An IPO filing is, among other things, a moment of forced transparency. When the public S-1 eventually arrives, it will be one of the most information-rich documents produced about the AI industry to date. Reading it carefully, not just the headline valuation, is among the most educational things a curious observer of AI's trajectory can do.
OpenAI has filed a confidential S-1 registration statement with the SEC, which begins the formal review process but does not yet make financial details public. The company has not set a final IPO date, price, or share count. Under SEC rules, the full registration statement must be made public at least 15 days before any IPO roadshow begins.
A Public Benefit Corporation is a for-profit structure that legally requires the company to balance shareholder financial interests with a defined public mission.

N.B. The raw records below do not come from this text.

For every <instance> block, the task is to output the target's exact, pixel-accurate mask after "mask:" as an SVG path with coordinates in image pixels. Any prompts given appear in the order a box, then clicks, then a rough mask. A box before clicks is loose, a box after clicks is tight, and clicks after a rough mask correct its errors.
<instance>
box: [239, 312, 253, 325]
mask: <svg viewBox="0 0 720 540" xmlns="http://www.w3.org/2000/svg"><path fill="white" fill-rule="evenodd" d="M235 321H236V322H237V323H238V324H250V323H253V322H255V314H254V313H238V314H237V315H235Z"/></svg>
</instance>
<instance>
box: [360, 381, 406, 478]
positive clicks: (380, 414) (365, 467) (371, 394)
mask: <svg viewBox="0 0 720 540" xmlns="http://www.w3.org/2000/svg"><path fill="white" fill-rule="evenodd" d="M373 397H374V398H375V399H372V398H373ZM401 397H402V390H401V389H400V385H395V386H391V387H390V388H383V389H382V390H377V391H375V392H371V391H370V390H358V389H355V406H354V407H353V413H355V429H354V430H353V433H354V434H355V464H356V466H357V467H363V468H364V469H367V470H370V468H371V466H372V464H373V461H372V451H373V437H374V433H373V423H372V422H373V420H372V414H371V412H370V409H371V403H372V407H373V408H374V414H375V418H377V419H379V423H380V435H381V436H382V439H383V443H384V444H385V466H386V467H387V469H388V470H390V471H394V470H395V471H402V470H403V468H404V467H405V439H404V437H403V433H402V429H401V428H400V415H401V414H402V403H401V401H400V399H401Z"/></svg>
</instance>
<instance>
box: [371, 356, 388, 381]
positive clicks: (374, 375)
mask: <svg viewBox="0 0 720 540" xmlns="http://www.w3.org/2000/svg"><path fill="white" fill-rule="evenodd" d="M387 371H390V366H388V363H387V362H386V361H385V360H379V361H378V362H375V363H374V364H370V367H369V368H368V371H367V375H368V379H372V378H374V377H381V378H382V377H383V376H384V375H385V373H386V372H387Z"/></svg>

OpenAI chose this structure because it preserves a connection to its original mission of ensuring AI benefits humanity, satisfies regulators in California and Delaware who were involved in approving the restructuring, and mirrors the structure used by other frontier AI labs. Crucially, OpenAI's nonprofit foundation retains control and a large equity stake in the PBC.
Stargate is a joint venture announced in January 2025, intending to invest $500 billion over four years building AI data center infrastructure for OpenAI across the United States and internationally. OpenAI holds operational responsibility while SoftBank holds financial responsibility. It matters for the IPO because OpenAI's CFO has publicly linked revenue growth directly to expansions in computing capacity, making Stargate effectively the engine of the company's growth narrative.
No. The company does not expect to reach profitability until around 2029 or 2030. Audited 2025 financials showed the company spent roughly $34 billion while generating approximately $13 billion in revenue. Internal projections suggest losses of roughly $14 billion in 2026. The bet embedded in the IPO is that sustained high spending today buys a dominant competitive position that becomes profitable at scale later.
The most direct competitors are Anthropic, which recently raised funding at a valuation that briefly surpassed OpenAI's and is also planning its own IPO, and Google, whose AI products have grown their share of AI-assistant web traffic. Meta's open-source model investments also create indirect competitive pressure by pushing down API pricing across the industry. In the enterprise market specifically, Anthropic's share of LLM API spending has grown significantly while OpenAI's has declined from its earlier peak.
The public S-1 will be the most detailed financial and strategic document OpenAI has ever published. Key things to examine include the gross margin on different revenue streams (subscriptions versus API versus enterprise), the precise terms of the Stargate and Microsoft relationships and what financial obligations they create, the actual path to profitability including specific assumptions, and the governance rights of public shareholders relative to the nonprofit foundation. The risk factors section will also describe regulatory and competitive threats in unusually candid terms.